I wanted to curse him out. I wanted to abuse him with all the mean words I knew, to use a few of the things I know about his past to humiliate him, to drive his self-worth into the ground. I was going to rip him apart piece by piece with language... but something stopped me, much to my chagrin.

"It's all right, Bat," I said. "It could happen to anybody."

I pushed my anger down somewhere into my mind where it would not affect me, and the conversation moved on to lighter things.

"Have you heard the rumor about what they found in Justin Hall?" Bat inquired. I had never seen a more desperate attempt to change the subject.

He correctly guessed from my face that I hadn't the slightest sliver of an idea what he was asking about, and filled me in.

"There was a fourum comment in the paper about a mess in Justin hall..."

My eyes popped out of my face so hard they could have slapped Bat across his face as I remembered my pre-nap reading.

"Yeah!" I interrupted. "It was the very last one, sounded like someone went crazy with some TP or whatever."

"It wasn't toilet paper, Alex," he mused. "It's not even funny." The apology in Bat's eyes was gone, and unease took its place.

I stared at him for a beat.

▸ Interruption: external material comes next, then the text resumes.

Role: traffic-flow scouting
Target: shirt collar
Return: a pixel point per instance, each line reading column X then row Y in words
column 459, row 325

I was afraid to let this go any further, but I had to know.

"So what was it?"

"I don't know, but I've been hearing all kinds of rumors," Bat explained. "I don't know who to trust for information."

"Well, what do you believe?"

"Well, you know Willie, the mascot?"

To not know of Willie the Wildcat is an impossible thing if you are a K-Stater. The fur-headed jersey-wearing feline is the beloved leader of the University's fans at games and recruiting events. Local businesses have him in their advertisements, prospective students see him visit schools from time to time, and there are some who believe he even has his own harem of choice sorority sisters. It's only a theory.

"No, who is he?" I shot back. I couldn't keep all my frustration locked up, and he asked a dumb question.

"Well, they found his head stuffed in one of the toilets, or so I'm told." He sighed.

I mentally picked my jaw up off of the table and stared him in the eye for a few seconds.

"Wow, was it another school, or are they talking about an inside job?" I almost stuttered.

"No idea."

"Wait," I paused, and a terrifying thought entered my mind. "Are we talking about just the mascot head here, or did someone actually die?"

Bat looked down at his feet, he didn't want to have to spell out this answer.